Introduction
Tom Roney -- troney@ncsa.edu
- Manage monitoring environment for production systems
- Collaborate on the development of a
monitoring environment for the TeraGrid,
the Alliance Technology Grid, and grid-testbed systems
With this in mind . . .
- To successfully deploy grid production systems,
the support facilities must be given sufficient
tools and interfaces to allow around-the-clock
support by operations crews . . . .
- Because a grid is composed of autonomous entities,
no one will have access to all the information
necessary to debug a problem. A variety of error
management schemes must all be undertaken at once.

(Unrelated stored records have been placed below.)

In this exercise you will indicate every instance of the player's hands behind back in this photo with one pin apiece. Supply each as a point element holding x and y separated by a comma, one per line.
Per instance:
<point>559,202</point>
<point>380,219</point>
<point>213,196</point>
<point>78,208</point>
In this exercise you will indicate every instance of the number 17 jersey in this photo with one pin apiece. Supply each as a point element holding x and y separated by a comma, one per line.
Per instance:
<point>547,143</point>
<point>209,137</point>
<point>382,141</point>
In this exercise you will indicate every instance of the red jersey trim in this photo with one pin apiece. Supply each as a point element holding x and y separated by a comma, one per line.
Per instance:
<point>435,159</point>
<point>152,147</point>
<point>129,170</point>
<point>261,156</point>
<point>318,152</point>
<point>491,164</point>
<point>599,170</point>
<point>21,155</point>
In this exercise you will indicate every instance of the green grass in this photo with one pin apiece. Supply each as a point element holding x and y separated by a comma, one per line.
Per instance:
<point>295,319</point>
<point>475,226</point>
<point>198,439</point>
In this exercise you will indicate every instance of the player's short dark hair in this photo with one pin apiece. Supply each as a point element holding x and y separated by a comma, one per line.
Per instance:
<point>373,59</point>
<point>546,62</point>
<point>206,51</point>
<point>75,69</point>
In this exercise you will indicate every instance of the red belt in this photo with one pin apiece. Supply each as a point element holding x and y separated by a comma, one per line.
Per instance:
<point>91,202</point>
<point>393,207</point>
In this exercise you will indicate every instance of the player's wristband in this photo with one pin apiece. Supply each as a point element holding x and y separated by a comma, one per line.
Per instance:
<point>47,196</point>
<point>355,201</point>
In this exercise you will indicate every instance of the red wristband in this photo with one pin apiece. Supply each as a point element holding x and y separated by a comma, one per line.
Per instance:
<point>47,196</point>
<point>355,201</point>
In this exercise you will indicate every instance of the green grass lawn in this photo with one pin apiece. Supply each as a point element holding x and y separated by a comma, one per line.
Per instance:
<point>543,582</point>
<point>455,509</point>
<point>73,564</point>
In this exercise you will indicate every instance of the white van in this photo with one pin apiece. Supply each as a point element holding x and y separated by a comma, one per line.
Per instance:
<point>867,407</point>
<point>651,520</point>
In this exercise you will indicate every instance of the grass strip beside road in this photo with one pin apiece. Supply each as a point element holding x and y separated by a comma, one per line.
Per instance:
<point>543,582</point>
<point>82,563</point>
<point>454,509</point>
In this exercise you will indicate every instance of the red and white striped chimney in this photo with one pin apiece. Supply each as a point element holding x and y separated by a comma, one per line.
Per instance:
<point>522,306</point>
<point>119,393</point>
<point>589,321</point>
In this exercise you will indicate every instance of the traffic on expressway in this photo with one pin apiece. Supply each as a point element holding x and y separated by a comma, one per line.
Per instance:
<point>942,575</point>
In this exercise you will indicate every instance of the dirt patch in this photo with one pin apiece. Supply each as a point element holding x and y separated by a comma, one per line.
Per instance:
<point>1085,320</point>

- Fully automating fault detection and analysis
is outside the scope of anything that can
realistically be implemented in the forseeable
future.
Troubleshooting: An Operations Perspective
- Brief look back
- Where we are today
- What we might expect
Brief look back
- One or two supercomputers
and a few file servers
- Four or five operators per shift (3)
365 days per year
- All monitoring was done manually
- "Automated response"
meant that the admin took care of it
Where we are today
- Hundreds of systems
- One or two operators per shift (3)
365 days per year
- All monitoring is done by tools
- "Automated response"
means what it says
Where we are today
- ? X # support people beyond operator
do we now have
- Operators often handle alarms
by assignment to groups
- Very little automation
(before, at, beyond the operator)
Where we are today
- Complexity of event management
even at local level
- 24x7 grid-site to manage alarms
even at remote sites
- Added dimension of a more global
grid operation
What we might expect
- More complexity
- More 24x7 grid-site operations
- More 24x7 grid-operation sites
What we might expect
- Overview with drill-down capabilities
- Relational views (fabric, service, application)
- Text messages with options for handling